Baraqueville, pluie fine et limousines divines, clap de fin sur le concours

Dimanche pluvieux, concours heureux

Sous le chapiteau, malgré un ciel capricieux, dimanche, se clôturait, joyeusement, le concours national des limousins. Récompenses ferveur populaire, cette manifestation restera, incontestablement, dans les mémoires ségalies et bien au-delà!

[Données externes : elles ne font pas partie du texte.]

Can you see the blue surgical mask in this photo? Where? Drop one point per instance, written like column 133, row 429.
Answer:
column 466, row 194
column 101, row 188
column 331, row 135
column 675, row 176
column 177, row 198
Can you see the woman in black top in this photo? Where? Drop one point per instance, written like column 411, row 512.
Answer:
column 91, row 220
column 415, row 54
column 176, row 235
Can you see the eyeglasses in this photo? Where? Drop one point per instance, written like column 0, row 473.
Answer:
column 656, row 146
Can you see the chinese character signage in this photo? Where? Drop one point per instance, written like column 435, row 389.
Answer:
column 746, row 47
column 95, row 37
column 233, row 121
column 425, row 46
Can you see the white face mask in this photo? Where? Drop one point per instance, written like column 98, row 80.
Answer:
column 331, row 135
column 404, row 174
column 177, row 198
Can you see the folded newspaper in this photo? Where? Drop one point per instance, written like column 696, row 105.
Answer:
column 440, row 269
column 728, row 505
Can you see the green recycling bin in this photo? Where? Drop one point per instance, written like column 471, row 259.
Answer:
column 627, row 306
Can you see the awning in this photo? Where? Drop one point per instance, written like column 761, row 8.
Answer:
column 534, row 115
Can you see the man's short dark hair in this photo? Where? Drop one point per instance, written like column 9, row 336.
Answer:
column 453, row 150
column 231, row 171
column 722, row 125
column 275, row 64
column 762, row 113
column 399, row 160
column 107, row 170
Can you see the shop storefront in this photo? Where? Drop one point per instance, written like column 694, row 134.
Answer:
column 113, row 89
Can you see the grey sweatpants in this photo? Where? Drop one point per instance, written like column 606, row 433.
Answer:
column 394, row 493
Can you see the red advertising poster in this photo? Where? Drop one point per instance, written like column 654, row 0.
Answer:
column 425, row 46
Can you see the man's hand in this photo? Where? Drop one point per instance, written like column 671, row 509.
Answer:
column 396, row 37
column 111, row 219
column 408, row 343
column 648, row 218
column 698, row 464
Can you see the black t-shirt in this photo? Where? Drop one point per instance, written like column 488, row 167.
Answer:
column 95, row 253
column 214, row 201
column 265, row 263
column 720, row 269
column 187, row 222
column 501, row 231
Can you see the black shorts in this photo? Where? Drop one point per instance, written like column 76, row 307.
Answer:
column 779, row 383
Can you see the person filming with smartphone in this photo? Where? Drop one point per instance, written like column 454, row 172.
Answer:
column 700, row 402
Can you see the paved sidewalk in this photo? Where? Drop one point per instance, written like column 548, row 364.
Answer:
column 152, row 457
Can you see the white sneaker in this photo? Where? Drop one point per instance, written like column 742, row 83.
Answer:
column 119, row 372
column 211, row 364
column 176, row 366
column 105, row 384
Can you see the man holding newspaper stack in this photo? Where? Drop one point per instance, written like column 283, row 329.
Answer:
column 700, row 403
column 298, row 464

La convivialité au rendez-vous

Au chapitre des souvenirs s’inscrira, également, la soirée du samedi « mémorable et particulièrement festive » si j’en crois les confidences de certains participants dont je tairais, ici, le nom. Leur réputation étant en jeu… Le service de restauration a mis les petits plats dans les grands durant tout ce concours. Pas de temps morts non plus à la buvette !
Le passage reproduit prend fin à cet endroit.